Sunday, February 13, 2022

Random thoughts on translation

How many books get carried over to another language only to suffer a cruel death by translation? I remember having read Catcher in the Rye in Russian when I was in college. It barely touched me, because the text wasn't alive, it was bland like semolina porridge. I heard similar accounts from English speaking people who tried reading Russian proze. I guess this becomes more if a problem when the context of the translated book is unfamiliar to the new readers. Anyways, Catcher in the Rye in English is well-written and engaging from the page one. 

Some English authors did shine even in translation. I could think of Wells, Conan Doyle, Vonnegut, Mark Twain and a few others. Or they were lucky to be about either historical times or about fictional setup. Pratchett has been ruined for me too, but Zelazny or Tolkien weren't. Perhaps because Pratchett was more satire than fantasy, and that sature was grounded in the context I had no clue about back then?

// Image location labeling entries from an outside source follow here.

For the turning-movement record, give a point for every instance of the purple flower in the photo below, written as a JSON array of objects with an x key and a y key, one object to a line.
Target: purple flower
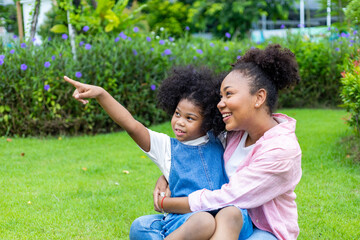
[
  {"x": 122, "y": 35},
  {"x": 78, "y": 74},
  {"x": 167, "y": 52},
  {"x": 23, "y": 67},
  {"x": 87, "y": 46},
  {"x": 343, "y": 35}
]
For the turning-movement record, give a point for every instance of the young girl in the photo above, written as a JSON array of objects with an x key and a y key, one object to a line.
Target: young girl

This seems to be less if an issue for some other languages/cultures; I rarely got annoyed at German, Polish or Czech translations I have read. Translated poetry is often terrible, but luckily, in Russia it wasn't uncommon when some great poet did it and produced if not a full match for the original, then at least an impressive remake in its own right - so some of the English poetry came across somehow, thanks to Boris Pasternak and others.

Will machine translation ever win over human translation? Could it become a perfect magic mirror? Do we even know how a perfect translation should look like? Till that time, getting access to the original works is one of the compelling reasons to learn about other languages and cultures. May be if more people did that, less people would get time and energy for violent conflicts of any kind. One can always dream.